29 June 2017 – On Monday 26 June, Chairman of the United States (US) Senate Foreign Relations Committee Senator Bob Corker (R-TN) sent a letter to Secretary of State Rex Tillerson announcing he will provide no further clearances on arms sales to the Gulf Cooperation Council (GCC) states until the ongoing Qatar crisis is resolved. Americans for Democracy & Human Rights in Bahrain (ADHRB) welcomes Senator Corker’s decision and calls on Congress to take additional steps to ensure security assistance does not contribute to instability in the Arab Gulf region, including the reinstatement of reform conditions on existing agreements.
On 5 June 2017, several states including Bahrain, Saudi Arabia, and the United Arab Emirates (UAE) announced they were severing ties with Qatar over accusations of funding terrorism. Along with suspending diplomatic relations, the countries have established an effective blockade of Qatar, cutting off land, air, and sea access to the emirate and deporting Qatari citizens.
The row came just weeks after US President Donald Trump visited Saudi Arabia and announced new plans for “deeper security cooperation” with the GCC, including a purported $100 billion arms package for the kingdom. Despite the president’s claim to have established a unified US-Arab front to confront regional threats like ISIS and Iran, however, the GCC crisis has immediately undermined the coalition and threatened US defense policy in the region. Qatar is home to approximately 11,000 American personnel stationed at Al Udeid Air Base – the headquarters for Air Force Central Command (AFCENT) and a key hub for anti-ISIS sorties – and the blockade has complicated US-led joint operations and coordination. In Bahrain, which is a Major Non-NATO Ally (MNNA), the government even ordered Qatari troops to leave the US naval base in Manama, directly impacting any ongoing operations relevant to those personnel and the facility’s force posture.
The crisis has also emerged amid growing Congressional apprehension over unconditional US arms sales to the GCC, culminating in Senator Corker’s letter. On 13 June 2017, the Senate nearly rejected a $500 million sale of precision-guided munitions to Saudi Arabia citing potential war crimes in Yemen, marking a significant increase in bipartisan opposition over the previous major weapons transfer to the kingdom in September 2016. Secretary Tillerson also sparked controversy, and indicated a departure from the previous administration’s policy, when the State Department revealed it would be lifting human rights restrictions from a multibillion dollar sale of F-16 combat aircraft to Bahrain. This transfer has yet to be formally notified to Congress for review.

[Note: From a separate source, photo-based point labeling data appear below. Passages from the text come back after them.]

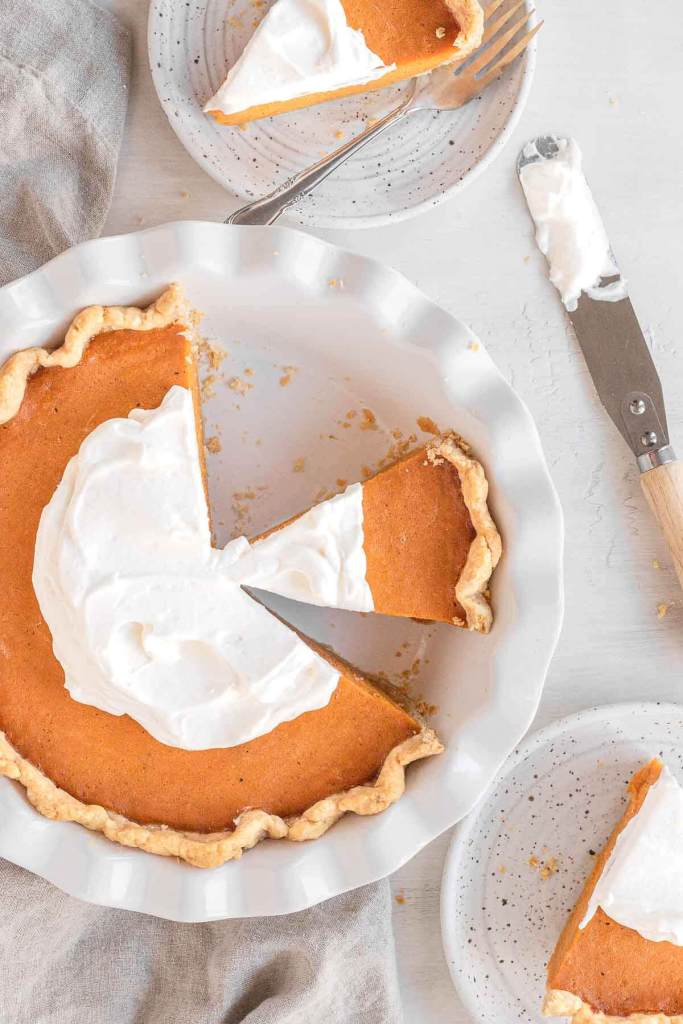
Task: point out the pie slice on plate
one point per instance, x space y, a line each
307 51
248 729
621 954
416 540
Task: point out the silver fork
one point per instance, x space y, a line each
444 89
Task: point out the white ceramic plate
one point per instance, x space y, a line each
360 336
410 168
557 801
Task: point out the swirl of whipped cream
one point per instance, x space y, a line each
300 47
318 558
150 621
641 886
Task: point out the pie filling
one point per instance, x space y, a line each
155 624
304 51
140 686
622 951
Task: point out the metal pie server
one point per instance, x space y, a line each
628 384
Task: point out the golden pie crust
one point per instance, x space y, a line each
559 1004
417 39
204 850
484 553
612 966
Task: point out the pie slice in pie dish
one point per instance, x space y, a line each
621 953
307 51
417 540
101 513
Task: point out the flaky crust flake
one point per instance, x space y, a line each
485 549
469 15
250 827
560 1004
170 307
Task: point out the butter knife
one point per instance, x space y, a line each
569 231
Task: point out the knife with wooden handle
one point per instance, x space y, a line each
606 327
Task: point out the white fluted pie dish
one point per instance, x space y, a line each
343 331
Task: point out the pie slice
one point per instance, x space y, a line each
307 51
416 540
104 770
621 953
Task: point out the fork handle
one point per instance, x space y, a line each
267 209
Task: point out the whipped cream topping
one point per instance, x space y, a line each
569 230
146 617
299 48
641 886
319 558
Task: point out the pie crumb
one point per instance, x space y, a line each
546 868
288 374
369 421
551 866
427 425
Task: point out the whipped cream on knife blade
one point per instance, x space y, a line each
641 886
300 47
569 230
318 558
150 621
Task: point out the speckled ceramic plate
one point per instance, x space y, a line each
410 168
517 864
312 333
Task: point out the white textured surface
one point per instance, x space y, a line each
424 158
614 82
518 862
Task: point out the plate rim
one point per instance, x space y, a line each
552 610
463 830
294 214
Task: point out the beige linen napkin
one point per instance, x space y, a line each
63 82
63 76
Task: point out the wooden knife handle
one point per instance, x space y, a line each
664 489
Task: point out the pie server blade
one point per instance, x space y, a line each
628 383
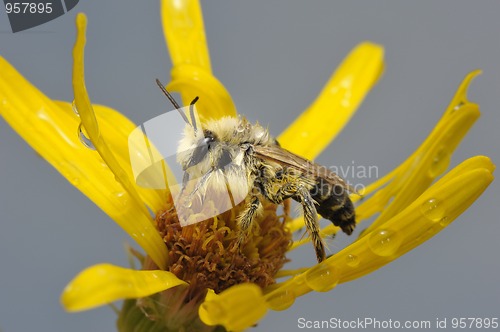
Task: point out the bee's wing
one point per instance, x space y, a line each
277 154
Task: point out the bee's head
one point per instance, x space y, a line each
195 148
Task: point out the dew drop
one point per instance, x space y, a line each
73 106
440 162
214 311
84 139
322 277
281 300
433 210
352 260
445 221
384 242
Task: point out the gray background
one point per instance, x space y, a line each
273 58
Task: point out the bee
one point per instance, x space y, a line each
260 169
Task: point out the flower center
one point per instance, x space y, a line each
206 254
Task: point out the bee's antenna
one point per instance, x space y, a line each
172 100
191 112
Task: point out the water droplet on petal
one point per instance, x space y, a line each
433 210
352 260
384 242
75 110
84 139
281 300
445 221
440 162
121 197
322 277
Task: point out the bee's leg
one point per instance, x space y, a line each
246 217
311 220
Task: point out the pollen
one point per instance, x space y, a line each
206 254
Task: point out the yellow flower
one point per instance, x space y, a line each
411 207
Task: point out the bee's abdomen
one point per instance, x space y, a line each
335 205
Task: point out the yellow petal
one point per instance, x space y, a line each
191 73
104 283
153 245
416 173
434 210
314 129
237 308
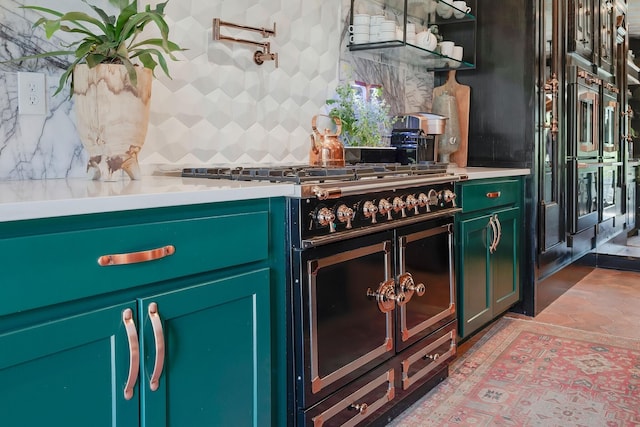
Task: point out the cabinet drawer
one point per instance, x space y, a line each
488 195
51 268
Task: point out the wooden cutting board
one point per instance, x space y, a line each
462 94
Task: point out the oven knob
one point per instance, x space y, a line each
369 210
408 286
412 203
448 196
345 214
386 296
384 207
432 197
423 200
399 206
325 217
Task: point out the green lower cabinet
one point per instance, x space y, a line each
488 255
208 346
217 361
68 372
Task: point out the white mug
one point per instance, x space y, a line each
461 9
387 25
359 29
444 9
456 57
446 48
359 38
361 19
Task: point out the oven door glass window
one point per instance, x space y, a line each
587 123
609 192
425 276
349 310
610 128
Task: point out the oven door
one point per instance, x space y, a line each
424 274
584 184
344 308
610 125
583 114
611 191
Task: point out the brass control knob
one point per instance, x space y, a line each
433 199
412 203
384 207
399 206
408 285
325 217
386 296
370 210
423 200
345 214
448 196
361 408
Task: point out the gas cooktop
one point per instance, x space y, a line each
300 174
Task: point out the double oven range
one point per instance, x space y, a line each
371 288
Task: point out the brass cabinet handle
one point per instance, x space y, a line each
494 235
136 257
134 353
158 335
496 221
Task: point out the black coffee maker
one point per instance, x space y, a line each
414 136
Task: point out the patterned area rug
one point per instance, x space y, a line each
525 373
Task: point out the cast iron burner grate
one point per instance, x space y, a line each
302 174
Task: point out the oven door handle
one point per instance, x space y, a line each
494 234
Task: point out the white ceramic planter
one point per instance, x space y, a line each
112 118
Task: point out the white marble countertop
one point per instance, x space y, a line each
22 200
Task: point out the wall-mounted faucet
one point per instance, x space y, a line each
260 56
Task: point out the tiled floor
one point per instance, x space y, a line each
604 301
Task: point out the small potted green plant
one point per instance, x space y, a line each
111 73
365 120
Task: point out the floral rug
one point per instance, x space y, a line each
525 373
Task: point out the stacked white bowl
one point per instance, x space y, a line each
360 29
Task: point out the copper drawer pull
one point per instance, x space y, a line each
134 353
158 335
136 257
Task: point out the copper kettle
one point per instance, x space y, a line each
326 148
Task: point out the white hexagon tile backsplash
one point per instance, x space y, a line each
219 107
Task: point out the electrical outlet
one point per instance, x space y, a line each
31 93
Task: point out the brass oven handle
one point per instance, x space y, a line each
134 353
158 335
136 257
494 235
496 221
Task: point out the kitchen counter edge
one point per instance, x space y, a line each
36 199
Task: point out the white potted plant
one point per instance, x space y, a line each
111 76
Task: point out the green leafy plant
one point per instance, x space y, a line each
108 39
364 121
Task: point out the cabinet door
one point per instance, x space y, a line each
216 368
505 266
68 372
475 236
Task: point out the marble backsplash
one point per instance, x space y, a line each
219 107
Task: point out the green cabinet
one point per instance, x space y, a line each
67 371
487 251
183 339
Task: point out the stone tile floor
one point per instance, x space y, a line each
605 301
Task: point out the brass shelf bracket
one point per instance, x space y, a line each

Notably, before signaling a change of course with his letter to Secretary Tillerson, Senator Corker voted for the sales to Saudi Arabia and applauded the administration’s decision to remove reform conditions from the F-16 deal, arguing that weapons transfers should be determined by American strategic interests rather than domestic rights concerns. Now, the senator has indicated that he will refrain from approving “sales of lethal military equipment” during the informal review period until there is a “better understanding” of how the GCC will “reunify” to “combat terrorism… and counter Iran.”
“Saudi Arabia, Bahrain, and the UAE are destabilizing the region on a whim, and Senator Corker is right to use US security assistance as leverage to promote good governance in line with American interests,” said Husain Abdulla, ADHRB’s Executive Director. “However, before the crisis, the Senator endorsed the administration’s decision to remove reform conditions from existing deals, greenlighting a dramatic deterioration of the human rights situation in Bahrain and possibly emboldening Saudi Arabia and its partners to take this disruptive action against Qatar. For sustainable stability and security in the region, Congress must go further and urge substantive human rights reforms before shipping even one more gun to the Gulf.”
As Senator Corker’s letter suggests, US security assistance is not wholly unconditional and may be used to advance American interests. The ongoing crisis similarly demonstrates that a secure, stable Arab Gulf – a key US foreign policy objective – is deeply linked to domestic and regional good governance, rule of law, and human rights reform. Moreover, it is a reminder that American weapons can implicate the US in domestic repression and regional turmoil. ADHRB therefore welcomes Senator Corker’s decision to withhold arms clearances, but also calls on Congress to take stronger action by reinstating reform conditions on US weapons transfers to GCC states like Saudi Arabia and Bahrain.